Depending on how you viewed the situation, it suggested one thing, Ashley was either a tough negotiator or cheap. Either way he was the antithesis of his predecessor Freddy Shepherd who regularly bowed to the demands of player agents in a desperate bid to bring home the club’s first domestic silverware since the 1969 Fairs Cup.
Graham Carr, the club’s chief scout, and Chris Hughton both explained that the Tiote deal, much like Ben Arfa’s, was a careful one. The reports conflict slightly but claims they had watched him at Anderlecht, Roda JC and more recently FC Twente, completed the dossier that made those in charge decide he was the right man to give the midfield strength. He also came with a glowing report from former Twente manager Steve McClaren. So when he was offered to those in the Premier League, both Newcastle and West Brom moved to secure him.

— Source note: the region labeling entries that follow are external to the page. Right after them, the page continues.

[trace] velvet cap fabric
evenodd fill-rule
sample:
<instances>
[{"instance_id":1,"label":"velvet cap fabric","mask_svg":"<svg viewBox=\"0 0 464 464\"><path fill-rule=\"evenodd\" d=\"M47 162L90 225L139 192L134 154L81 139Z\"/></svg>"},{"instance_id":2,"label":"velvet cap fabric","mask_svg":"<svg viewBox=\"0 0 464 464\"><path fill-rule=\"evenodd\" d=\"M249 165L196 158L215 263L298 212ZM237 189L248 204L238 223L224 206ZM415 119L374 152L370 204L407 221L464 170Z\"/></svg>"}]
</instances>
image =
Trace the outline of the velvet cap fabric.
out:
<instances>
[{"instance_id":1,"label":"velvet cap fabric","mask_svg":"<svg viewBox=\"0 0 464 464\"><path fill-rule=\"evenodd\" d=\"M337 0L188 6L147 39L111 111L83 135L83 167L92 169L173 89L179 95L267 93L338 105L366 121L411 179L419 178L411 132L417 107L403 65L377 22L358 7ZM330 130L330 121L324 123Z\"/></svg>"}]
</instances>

Carr also revealed that France is a big market for the club as they are still held in high regard there. He mentioned Tiote’s international colleague Gervinho as one target as well as Kevin Gamiero of Lorient. Nearby neighbours Belgium is also a constant scouting ground with the club represented at the recent Anderlecht vs Genk match, where it’s likely they were watching Jonathan Legear. His suggested price of around €3m fits the club policy and Newcastle are desperate to secure a long term solution to the lack of depth on the right hand side.

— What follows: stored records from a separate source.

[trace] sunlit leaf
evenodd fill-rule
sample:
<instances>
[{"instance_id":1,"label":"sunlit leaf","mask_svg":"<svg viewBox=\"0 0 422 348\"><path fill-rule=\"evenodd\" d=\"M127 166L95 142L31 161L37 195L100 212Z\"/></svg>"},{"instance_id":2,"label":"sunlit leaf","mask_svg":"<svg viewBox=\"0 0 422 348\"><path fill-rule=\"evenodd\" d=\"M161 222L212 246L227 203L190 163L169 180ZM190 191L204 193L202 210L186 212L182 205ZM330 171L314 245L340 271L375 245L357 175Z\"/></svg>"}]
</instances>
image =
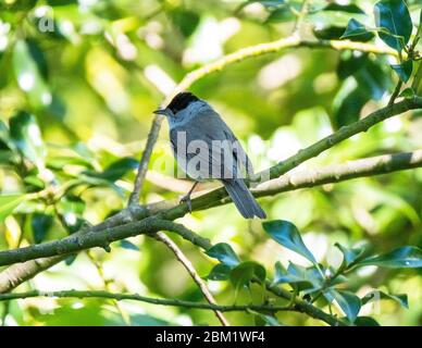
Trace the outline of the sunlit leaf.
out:
<instances>
[{"instance_id":1,"label":"sunlit leaf","mask_svg":"<svg viewBox=\"0 0 422 348\"><path fill-rule=\"evenodd\" d=\"M13 213L13 211L25 200L25 195L1 195L0 196L0 222Z\"/></svg>"},{"instance_id":2,"label":"sunlit leaf","mask_svg":"<svg viewBox=\"0 0 422 348\"><path fill-rule=\"evenodd\" d=\"M358 316L355 320L357 326L380 326L378 322L371 316Z\"/></svg>"},{"instance_id":3,"label":"sunlit leaf","mask_svg":"<svg viewBox=\"0 0 422 348\"><path fill-rule=\"evenodd\" d=\"M293 223L284 220L275 220L264 222L262 226L283 247L301 254L312 263L316 263L315 258L303 244L299 231Z\"/></svg>"},{"instance_id":4,"label":"sunlit leaf","mask_svg":"<svg viewBox=\"0 0 422 348\"><path fill-rule=\"evenodd\" d=\"M122 239L119 244L123 249L139 251L139 247L129 240Z\"/></svg>"},{"instance_id":5,"label":"sunlit leaf","mask_svg":"<svg viewBox=\"0 0 422 348\"><path fill-rule=\"evenodd\" d=\"M189 37L194 34L200 20L198 13L182 8L172 11L170 15L174 25L185 37Z\"/></svg>"},{"instance_id":6,"label":"sunlit leaf","mask_svg":"<svg viewBox=\"0 0 422 348\"><path fill-rule=\"evenodd\" d=\"M111 163L101 173L85 171L84 174L105 179L109 182L115 182L125 175L127 172L138 167L138 161L133 158L124 158Z\"/></svg>"},{"instance_id":7,"label":"sunlit leaf","mask_svg":"<svg viewBox=\"0 0 422 348\"><path fill-rule=\"evenodd\" d=\"M404 0L381 0L375 3L375 24L378 28L385 28L395 36L402 37L404 42L397 37L378 32L380 38L397 51L404 49L412 34L412 21L408 7Z\"/></svg>"},{"instance_id":8,"label":"sunlit leaf","mask_svg":"<svg viewBox=\"0 0 422 348\"><path fill-rule=\"evenodd\" d=\"M335 246L343 253L343 262L346 269L349 268L355 262L357 262L358 260L360 260L364 252L364 248L346 248L342 246L339 243L336 243Z\"/></svg>"},{"instance_id":9,"label":"sunlit leaf","mask_svg":"<svg viewBox=\"0 0 422 348\"><path fill-rule=\"evenodd\" d=\"M17 84L25 91L30 103L36 107L48 107L52 97L42 76L44 61L34 41L17 40L13 50L13 70Z\"/></svg>"},{"instance_id":10,"label":"sunlit leaf","mask_svg":"<svg viewBox=\"0 0 422 348\"><path fill-rule=\"evenodd\" d=\"M30 219L34 241L39 244L45 240L50 227L53 224L53 216L44 213L34 213Z\"/></svg>"},{"instance_id":11,"label":"sunlit leaf","mask_svg":"<svg viewBox=\"0 0 422 348\"><path fill-rule=\"evenodd\" d=\"M236 266L240 260L232 247L226 243L219 243L206 251L210 258L218 259L231 268Z\"/></svg>"},{"instance_id":12,"label":"sunlit leaf","mask_svg":"<svg viewBox=\"0 0 422 348\"><path fill-rule=\"evenodd\" d=\"M390 269L422 268L422 250L418 247L402 247L377 257L363 259L357 265L377 265Z\"/></svg>"},{"instance_id":13,"label":"sunlit leaf","mask_svg":"<svg viewBox=\"0 0 422 348\"><path fill-rule=\"evenodd\" d=\"M355 18L351 18L347 24L345 33L342 35L342 39L349 38L357 35L367 34L368 30L364 25Z\"/></svg>"},{"instance_id":14,"label":"sunlit leaf","mask_svg":"<svg viewBox=\"0 0 422 348\"><path fill-rule=\"evenodd\" d=\"M229 273L232 268L225 263L215 264L210 274L206 276L209 281L227 281L229 277Z\"/></svg>"},{"instance_id":15,"label":"sunlit leaf","mask_svg":"<svg viewBox=\"0 0 422 348\"><path fill-rule=\"evenodd\" d=\"M398 96L400 98L413 98L415 95L414 90L412 87L405 88Z\"/></svg>"},{"instance_id":16,"label":"sunlit leaf","mask_svg":"<svg viewBox=\"0 0 422 348\"><path fill-rule=\"evenodd\" d=\"M17 150L38 169L44 167L47 149L35 116L21 111L10 119L9 124L10 135Z\"/></svg>"},{"instance_id":17,"label":"sunlit leaf","mask_svg":"<svg viewBox=\"0 0 422 348\"><path fill-rule=\"evenodd\" d=\"M406 294L390 295L380 290L368 293L362 298L362 304L367 304L368 302L374 302L378 300L385 300L385 299L393 300L399 303L404 308L409 308L408 296Z\"/></svg>"},{"instance_id":18,"label":"sunlit leaf","mask_svg":"<svg viewBox=\"0 0 422 348\"><path fill-rule=\"evenodd\" d=\"M406 84L412 75L413 62L411 60L407 60L401 64L392 65L392 69L396 72L400 80Z\"/></svg>"},{"instance_id":19,"label":"sunlit leaf","mask_svg":"<svg viewBox=\"0 0 422 348\"><path fill-rule=\"evenodd\" d=\"M337 301L338 306L342 308L347 319L350 322L353 322L359 314L360 308L362 306L360 298L355 294L345 290L335 290L330 289L327 293L333 296Z\"/></svg>"},{"instance_id":20,"label":"sunlit leaf","mask_svg":"<svg viewBox=\"0 0 422 348\"><path fill-rule=\"evenodd\" d=\"M235 266L229 274L229 279L235 287L236 297L238 291L248 286L252 279L257 279L261 284L265 281L265 269L255 261L245 261Z\"/></svg>"}]
</instances>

His poor injury record won’t have gone unnoticed and with Newcastle operating a risk assessment type policy, no facet is overlooked. Re-sale value is the new buzzword, and when you consider that some of this season’s players like Danny Simpson and Mike Williamson only cost £1.75m combined, the frugal approach doesn’t seem such a bad idea.

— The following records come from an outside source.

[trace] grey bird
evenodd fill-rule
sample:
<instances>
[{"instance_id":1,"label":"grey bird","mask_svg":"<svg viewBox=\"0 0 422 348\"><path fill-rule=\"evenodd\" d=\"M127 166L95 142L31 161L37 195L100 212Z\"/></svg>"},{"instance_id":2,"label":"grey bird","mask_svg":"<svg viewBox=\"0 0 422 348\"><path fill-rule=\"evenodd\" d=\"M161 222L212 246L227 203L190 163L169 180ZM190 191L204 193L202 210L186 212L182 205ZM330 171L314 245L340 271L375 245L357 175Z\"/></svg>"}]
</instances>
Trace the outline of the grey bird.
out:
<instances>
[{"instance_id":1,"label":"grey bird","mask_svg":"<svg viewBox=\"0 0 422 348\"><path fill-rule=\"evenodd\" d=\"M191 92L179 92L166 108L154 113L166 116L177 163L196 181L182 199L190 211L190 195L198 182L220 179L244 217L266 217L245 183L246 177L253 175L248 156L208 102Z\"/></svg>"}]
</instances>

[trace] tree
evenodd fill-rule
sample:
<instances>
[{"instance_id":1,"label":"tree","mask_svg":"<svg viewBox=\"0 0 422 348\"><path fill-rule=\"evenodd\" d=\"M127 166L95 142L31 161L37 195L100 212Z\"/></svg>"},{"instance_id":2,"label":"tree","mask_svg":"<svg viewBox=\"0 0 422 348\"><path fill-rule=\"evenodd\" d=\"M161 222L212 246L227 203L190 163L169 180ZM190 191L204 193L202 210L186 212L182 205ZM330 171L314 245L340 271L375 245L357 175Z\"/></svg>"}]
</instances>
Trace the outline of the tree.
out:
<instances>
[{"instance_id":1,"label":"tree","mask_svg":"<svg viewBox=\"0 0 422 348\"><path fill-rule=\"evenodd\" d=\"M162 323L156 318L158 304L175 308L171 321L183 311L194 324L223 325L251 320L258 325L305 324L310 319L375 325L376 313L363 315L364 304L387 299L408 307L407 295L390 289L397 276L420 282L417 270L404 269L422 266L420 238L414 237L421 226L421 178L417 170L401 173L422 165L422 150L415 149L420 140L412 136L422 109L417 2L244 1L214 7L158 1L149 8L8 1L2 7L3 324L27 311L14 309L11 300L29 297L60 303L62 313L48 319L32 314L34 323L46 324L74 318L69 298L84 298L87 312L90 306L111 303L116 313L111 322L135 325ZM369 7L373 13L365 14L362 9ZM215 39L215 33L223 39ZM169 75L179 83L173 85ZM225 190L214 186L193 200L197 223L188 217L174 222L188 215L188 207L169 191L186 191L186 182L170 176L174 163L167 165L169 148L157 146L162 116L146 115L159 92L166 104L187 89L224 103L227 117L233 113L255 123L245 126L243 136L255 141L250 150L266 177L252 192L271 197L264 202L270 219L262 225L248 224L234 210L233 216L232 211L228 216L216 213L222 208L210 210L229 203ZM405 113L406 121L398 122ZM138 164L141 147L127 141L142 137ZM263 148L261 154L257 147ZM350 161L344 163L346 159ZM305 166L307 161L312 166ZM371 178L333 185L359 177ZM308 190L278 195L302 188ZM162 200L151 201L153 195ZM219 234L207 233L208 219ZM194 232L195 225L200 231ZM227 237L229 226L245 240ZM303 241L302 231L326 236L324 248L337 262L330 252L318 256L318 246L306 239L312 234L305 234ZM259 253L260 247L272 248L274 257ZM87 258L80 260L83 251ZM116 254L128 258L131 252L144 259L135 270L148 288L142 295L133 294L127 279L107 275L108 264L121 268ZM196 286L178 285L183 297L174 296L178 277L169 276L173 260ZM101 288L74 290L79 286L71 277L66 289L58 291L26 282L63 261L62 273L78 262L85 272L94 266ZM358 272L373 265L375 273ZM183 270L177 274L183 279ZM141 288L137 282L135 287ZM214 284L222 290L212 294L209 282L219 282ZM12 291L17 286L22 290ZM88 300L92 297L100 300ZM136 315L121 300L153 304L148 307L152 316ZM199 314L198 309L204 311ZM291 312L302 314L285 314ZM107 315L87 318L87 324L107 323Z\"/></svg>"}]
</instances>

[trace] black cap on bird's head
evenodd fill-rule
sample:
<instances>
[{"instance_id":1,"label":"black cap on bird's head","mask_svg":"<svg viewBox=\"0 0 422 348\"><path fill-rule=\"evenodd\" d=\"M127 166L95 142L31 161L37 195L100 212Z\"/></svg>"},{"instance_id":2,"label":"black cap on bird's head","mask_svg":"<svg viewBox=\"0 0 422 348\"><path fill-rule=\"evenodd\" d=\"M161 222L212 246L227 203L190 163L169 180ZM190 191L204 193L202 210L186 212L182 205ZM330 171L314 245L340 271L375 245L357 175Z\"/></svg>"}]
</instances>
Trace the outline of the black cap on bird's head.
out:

Using a mixture of scouting and asking those within the game, they use all the available resources when identifying targets. Take Leon Best who was recommended by former Arsenal and Republic of Ireland player Liam Brady. Carr also mentioned discussions he had with Sven-Goran Erikksson about Gervinho who won’t be as cheap as many of the recent purchases.
The real problem with this style of transfers is the risk of not always finding quality. The concept of paying peanuts gets you monkeys being the argument of those cynical of the new transfer strategy. There have been failures during Ashley’s tenure. James Perch looks well out of his depth but at £1.5m you’d think the club would recoup a fair portion of that fee. Spanish striker Xisco, however, who cost £6m, makes the mind boggle. An assist against Aston Villa at the start of the season made you think he had a future, all be it in the unorthodox position of right wing. He’s now back at Deportivo on loan from whom he joined Newcastle with his future at the Magpies not looking likely.
Ashley’s history means many will never trust him. That image wasn’t enhanced by the sacking of Chris Hughton who did all that he could and was much loved by the fans. So while the mega fees and star names are unlikely to be joining Newcastle soon, it would appear they want to go a different route. And instead of buying the stars, they want to make them.